In an unprecedented step, Ankara, earlier this week,  published its own assessment of its progress to join the ranks of the European Union in reponse to Brussels' critical assessment which raised concerns over deteriorating human rights in the country.

Turkey's EU Affairs Minister Egemen Bagis in Istanbul, June 26, 2012.Turkey's EU Affairs Minister Egemen Bagis in Istanbul, June 26, 2012.
x
Turkey's EU Affairs Minister Egemen Bagis in Istanbul, June 26, 2012.
Turkey's EU Affairs Minister Egemen Bagis in Istanbul, June 26, 2012.
In the 270-page report, Turkey's Minister for EU membership, Ergemen Bagis, claimed such criticism is "bigoted" and "politically motivated."

Turkish Foreign Ministry spokesman Selcuk Unal said his country's patience is running out.

"The ongoing stalemate in accession negotiations is not acceptable," he said. "Eighteen negotiation chapters are blocked. Eight chapters were blocked by the council in 2006, and France blocked six and likewise the Greek Cypriots blocked six. So the ongoing stalemate in accession negotiations is damaging the process itself."

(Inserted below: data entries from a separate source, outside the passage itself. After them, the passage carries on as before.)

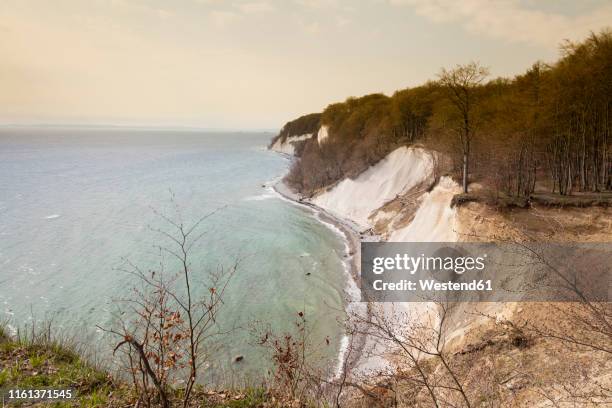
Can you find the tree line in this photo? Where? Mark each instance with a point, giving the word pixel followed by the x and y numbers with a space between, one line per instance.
pixel 547 129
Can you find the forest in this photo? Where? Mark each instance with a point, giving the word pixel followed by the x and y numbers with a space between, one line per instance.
pixel 546 130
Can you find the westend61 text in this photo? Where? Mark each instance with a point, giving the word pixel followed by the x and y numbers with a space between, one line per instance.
pixel 430 284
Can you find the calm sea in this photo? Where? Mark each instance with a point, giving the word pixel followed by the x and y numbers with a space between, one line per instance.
pixel 75 202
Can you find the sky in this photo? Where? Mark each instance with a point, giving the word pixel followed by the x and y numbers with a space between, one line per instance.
pixel 255 64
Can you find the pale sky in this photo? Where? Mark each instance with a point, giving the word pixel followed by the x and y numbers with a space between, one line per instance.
pixel 253 64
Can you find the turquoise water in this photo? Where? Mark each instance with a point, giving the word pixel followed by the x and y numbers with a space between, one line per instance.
pixel 74 202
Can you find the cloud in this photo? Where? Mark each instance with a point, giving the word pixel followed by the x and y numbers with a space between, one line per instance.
pixel 510 20
pixel 221 18
pixel 256 7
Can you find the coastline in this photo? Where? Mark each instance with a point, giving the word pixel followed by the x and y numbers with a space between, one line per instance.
pixel 352 239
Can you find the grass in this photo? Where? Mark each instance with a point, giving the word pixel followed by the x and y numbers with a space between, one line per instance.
pixel 37 364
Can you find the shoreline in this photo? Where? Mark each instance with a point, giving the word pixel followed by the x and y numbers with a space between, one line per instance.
pixel 352 239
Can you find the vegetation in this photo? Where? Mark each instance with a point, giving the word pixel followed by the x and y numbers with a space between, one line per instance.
pixel 547 129
pixel 300 126
pixel 40 361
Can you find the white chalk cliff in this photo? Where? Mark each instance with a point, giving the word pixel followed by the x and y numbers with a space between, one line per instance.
pixel 400 171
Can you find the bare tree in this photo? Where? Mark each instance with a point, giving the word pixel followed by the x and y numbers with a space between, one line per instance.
pixel 165 323
pixel 461 83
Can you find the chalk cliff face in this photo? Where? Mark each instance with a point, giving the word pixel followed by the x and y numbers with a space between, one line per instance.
pixel 289 144
pixel 398 198
pixel 395 175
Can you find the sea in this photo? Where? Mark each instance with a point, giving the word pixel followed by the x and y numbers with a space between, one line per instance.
pixel 79 205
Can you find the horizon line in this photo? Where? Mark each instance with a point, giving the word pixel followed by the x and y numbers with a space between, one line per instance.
pixel 137 127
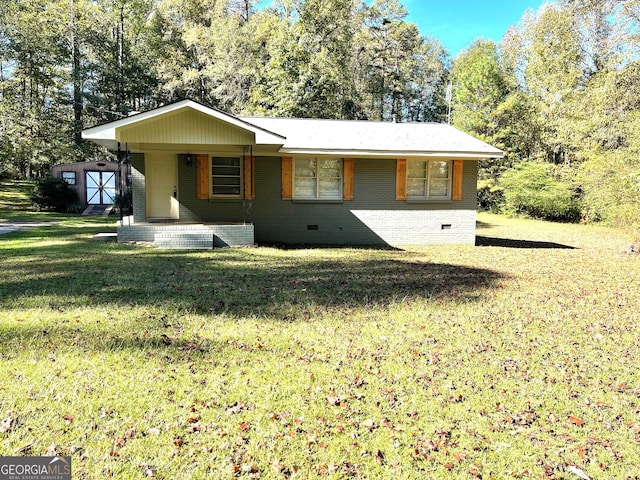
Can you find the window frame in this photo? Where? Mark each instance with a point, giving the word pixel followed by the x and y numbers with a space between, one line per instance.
pixel 75 179
pixel 427 181
pixel 240 177
pixel 318 197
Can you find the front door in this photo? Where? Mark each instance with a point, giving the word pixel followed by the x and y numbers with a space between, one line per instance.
pixel 162 185
pixel 101 188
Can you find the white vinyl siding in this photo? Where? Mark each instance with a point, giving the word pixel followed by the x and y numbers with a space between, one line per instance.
pixel 429 180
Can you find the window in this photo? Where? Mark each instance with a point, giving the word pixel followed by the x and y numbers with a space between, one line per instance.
pixel 317 179
pixel 69 177
pixel 226 176
pixel 429 180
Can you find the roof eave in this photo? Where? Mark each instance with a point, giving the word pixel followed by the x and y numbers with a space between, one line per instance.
pixel 107 131
pixel 394 154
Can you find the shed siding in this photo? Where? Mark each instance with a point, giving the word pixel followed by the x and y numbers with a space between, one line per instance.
pixel 81 168
pixel 185 127
pixel 374 217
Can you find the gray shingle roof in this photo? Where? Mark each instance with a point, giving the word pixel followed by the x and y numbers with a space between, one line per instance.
pixel 380 138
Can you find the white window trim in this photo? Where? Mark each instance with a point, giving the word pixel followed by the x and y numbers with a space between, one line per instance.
pixel 427 195
pixel 211 176
pixel 318 197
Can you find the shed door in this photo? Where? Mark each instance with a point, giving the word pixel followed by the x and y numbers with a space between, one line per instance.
pixel 101 188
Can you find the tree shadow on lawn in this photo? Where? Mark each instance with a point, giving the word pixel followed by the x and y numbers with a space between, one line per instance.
pixel 161 286
pixel 236 282
pixel 482 241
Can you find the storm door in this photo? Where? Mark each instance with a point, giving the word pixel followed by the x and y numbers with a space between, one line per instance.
pixel 101 188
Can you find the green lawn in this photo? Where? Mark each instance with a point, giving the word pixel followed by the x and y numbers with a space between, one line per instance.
pixel 513 360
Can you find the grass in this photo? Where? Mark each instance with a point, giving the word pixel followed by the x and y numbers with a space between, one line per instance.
pixel 517 359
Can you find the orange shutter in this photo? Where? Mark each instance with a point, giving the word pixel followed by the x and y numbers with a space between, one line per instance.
pixel 287 178
pixel 202 176
pixel 347 172
pixel 249 177
pixel 401 179
pixel 456 193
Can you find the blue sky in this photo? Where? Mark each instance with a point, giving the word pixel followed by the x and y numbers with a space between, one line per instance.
pixel 457 23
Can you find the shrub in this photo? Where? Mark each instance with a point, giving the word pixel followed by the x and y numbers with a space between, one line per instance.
pixel 531 189
pixel 54 194
pixel 490 196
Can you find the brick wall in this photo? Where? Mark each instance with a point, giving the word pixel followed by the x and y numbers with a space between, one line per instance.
pixel 374 217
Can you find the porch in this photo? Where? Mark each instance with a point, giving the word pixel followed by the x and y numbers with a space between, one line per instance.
pixel 172 235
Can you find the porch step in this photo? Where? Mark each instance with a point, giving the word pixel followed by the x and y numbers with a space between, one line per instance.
pixel 97 210
pixel 191 240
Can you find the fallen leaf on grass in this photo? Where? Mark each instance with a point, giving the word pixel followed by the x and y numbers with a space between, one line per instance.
pixel 336 400
pixel 7 424
pixel 25 448
pixel 576 421
pixel 369 424
pixel 576 471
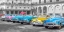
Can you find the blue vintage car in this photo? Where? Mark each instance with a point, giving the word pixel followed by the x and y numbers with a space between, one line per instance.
pixel 54 22
pixel 16 18
pixel 8 18
pixel 26 19
pixel 3 18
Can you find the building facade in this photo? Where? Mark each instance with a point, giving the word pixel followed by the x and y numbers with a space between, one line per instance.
pixel 48 7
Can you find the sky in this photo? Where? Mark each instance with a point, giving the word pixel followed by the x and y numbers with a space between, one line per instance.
pixel 35 0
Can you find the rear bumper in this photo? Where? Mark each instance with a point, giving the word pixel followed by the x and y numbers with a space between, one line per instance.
pixel 37 23
pixel 24 21
pixel 52 25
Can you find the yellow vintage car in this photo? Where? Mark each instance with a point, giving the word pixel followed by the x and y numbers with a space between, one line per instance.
pixel 39 20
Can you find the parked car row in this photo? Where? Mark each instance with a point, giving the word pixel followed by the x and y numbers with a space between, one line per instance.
pixel 45 20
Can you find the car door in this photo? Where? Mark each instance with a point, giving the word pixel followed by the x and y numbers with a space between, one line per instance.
pixel 62 22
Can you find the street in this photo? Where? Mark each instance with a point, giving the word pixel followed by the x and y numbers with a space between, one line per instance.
pixel 17 27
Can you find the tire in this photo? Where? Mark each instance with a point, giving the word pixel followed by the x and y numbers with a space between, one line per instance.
pixel 46 27
pixel 13 21
pixel 34 25
pixel 59 27
pixel 21 22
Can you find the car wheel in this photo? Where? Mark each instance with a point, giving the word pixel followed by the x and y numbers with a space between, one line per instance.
pixel 46 26
pixel 59 27
pixel 34 25
pixel 21 22
pixel 7 21
pixel 3 20
pixel 13 21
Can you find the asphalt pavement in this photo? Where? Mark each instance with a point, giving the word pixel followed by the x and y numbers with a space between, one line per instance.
pixel 17 27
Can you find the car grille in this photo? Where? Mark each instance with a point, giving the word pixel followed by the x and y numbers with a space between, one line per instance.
pixel 50 23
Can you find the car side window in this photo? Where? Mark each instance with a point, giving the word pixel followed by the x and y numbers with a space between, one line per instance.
pixel 62 21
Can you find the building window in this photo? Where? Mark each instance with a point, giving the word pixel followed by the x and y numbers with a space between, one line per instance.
pixel 57 0
pixel 28 12
pixel 63 14
pixel 7 12
pixel 50 0
pixel 20 7
pixel 24 7
pixel 44 9
pixel 12 12
pixel 40 10
pixel 39 1
pixel 44 1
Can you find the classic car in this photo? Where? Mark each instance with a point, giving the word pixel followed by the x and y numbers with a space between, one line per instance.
pixel 3 17
pixel 26 19
pixel 8 18
pixel 17 18
pixel 52 22
pixel 39 20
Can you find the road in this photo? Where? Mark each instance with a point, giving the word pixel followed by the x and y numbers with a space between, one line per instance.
pixel 17 27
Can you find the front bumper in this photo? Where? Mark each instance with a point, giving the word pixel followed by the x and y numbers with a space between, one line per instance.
pixel 51 25
pixel 37 23
pixel 24 21
pixel 2 18
pixel 14 20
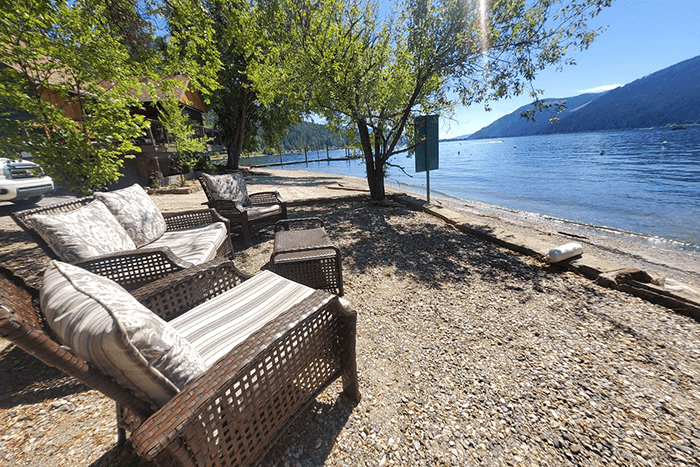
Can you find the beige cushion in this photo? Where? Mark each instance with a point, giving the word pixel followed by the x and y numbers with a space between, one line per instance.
pixel 83 233
pixel 107 327
pixel 218 325
pixel 196 245
pixel 136 212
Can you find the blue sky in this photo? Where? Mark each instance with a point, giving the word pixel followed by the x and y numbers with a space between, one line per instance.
pixel 643 36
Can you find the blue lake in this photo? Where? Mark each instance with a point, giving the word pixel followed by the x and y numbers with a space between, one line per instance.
pixel 645 181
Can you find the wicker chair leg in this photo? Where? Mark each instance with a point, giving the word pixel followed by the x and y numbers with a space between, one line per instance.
pixel 121 430
pixel 351 387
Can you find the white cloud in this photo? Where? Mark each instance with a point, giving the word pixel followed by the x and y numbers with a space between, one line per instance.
pixel 605 87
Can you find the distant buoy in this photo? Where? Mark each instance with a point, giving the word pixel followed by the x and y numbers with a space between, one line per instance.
pixel 566 251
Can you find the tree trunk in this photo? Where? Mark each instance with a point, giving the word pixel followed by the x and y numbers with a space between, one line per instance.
pixel 235 147
pixel 374 164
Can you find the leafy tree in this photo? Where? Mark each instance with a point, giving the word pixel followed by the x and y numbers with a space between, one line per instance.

Turkey began EU accession negotiations in 2005, but the process has been extremely slow.

So far only a few areas of negotiation - called "chapters" - have been opened. Just one chapter has been completed.

Many influential politicians in France, Germany, Austria and some other EU countries are opposed to granting Turkey full membership.

But international relations expert Soli Ozel of Istanbul's Kadir Has University said with the Irish taking over the EU presidency, Turkish-EU relations could turn a corner.

"Ireland is a good country to preside now over the EU. It has good relations with Turkey," said Ozel. "I think Turks like the Irish so we may see some movement in the right direction in Turkish EU negotiations."

Dublin taking over the EU presidency comes with growing expectations in Ankara that Paris could ease its opposition to Turkey's bid. The new French President François Holland does not share his predecessor Nicolas Sarkozy's ardent opposition to the Turkish bid.

Turkish Foreign Ministry spokesman Unal said there is a room for cautious optimism.

"We are working with EU partners and countries supportive of Turkey's EU accession. I think it will not be wrong to say receiving positive signals," said Unal. "But on the other hand its early to speak about concrete outcomes."

According to Sinan Ulgen, head of Edam, a research institute in Istanbul, Ankara is reassessing its stance towards the EU after recent years of growing indifference. He said, "The foreign affairs minister [Ahmet Davutoglu] has realized that the Arab Spring is going to be much more problematic for the countries in question and also for Turkey's relationship with those countries than what had been initially estimated."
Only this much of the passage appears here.